= Myogenic regulatory factors =

Group of proteins regulating myogenesis

Myogenic regulatory factors (MRF) are basic helix-loop-helix (bHLH) transcription factors that regulate myogenesis: MyoD, Myf5, myogenin, and MRF4.

These proteins contain a conserved basic DNA binding domain that binds the E box DNA motif. They dimerize with other HLH containing proteins through an HLH-HLH interaction.

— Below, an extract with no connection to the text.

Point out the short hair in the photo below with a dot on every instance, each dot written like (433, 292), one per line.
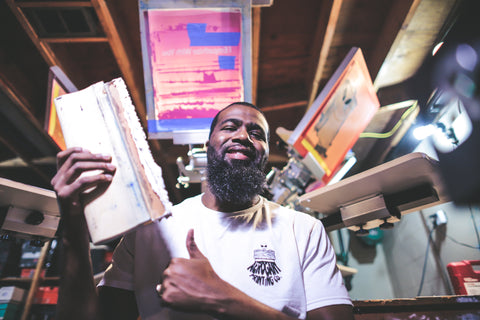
(242, 103)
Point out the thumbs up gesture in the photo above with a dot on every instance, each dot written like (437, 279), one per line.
(191, 284)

== MRF Gene Family Evolution ==
There are typically four vertebrate MRF paralogues which are homologous to typically a single MRF gene in non-vertebrates. These four genes are thought to have been duplicated in the two rounds of whole-genome duplication early in vertebrate evolution that played a role in the evolution of more complex vertebrate body plans. The four MRFs have four distinct expression profiles, though with some redundancy, as MyoD and Myf5 are both involved in myoblast determination, and are followed by the activation of Myf6 (MRF4) and Myog in myoblast differentiation. There have also been instances of independent duplication of the MRFs in invertebrate lineages, similarly followed by subfunctionalization of the expression of the genes in time and/or in space. In amphioxus, an invertebrate chordate closely related to vertebrates, there are five MRFs which are expressed in different patterns during development.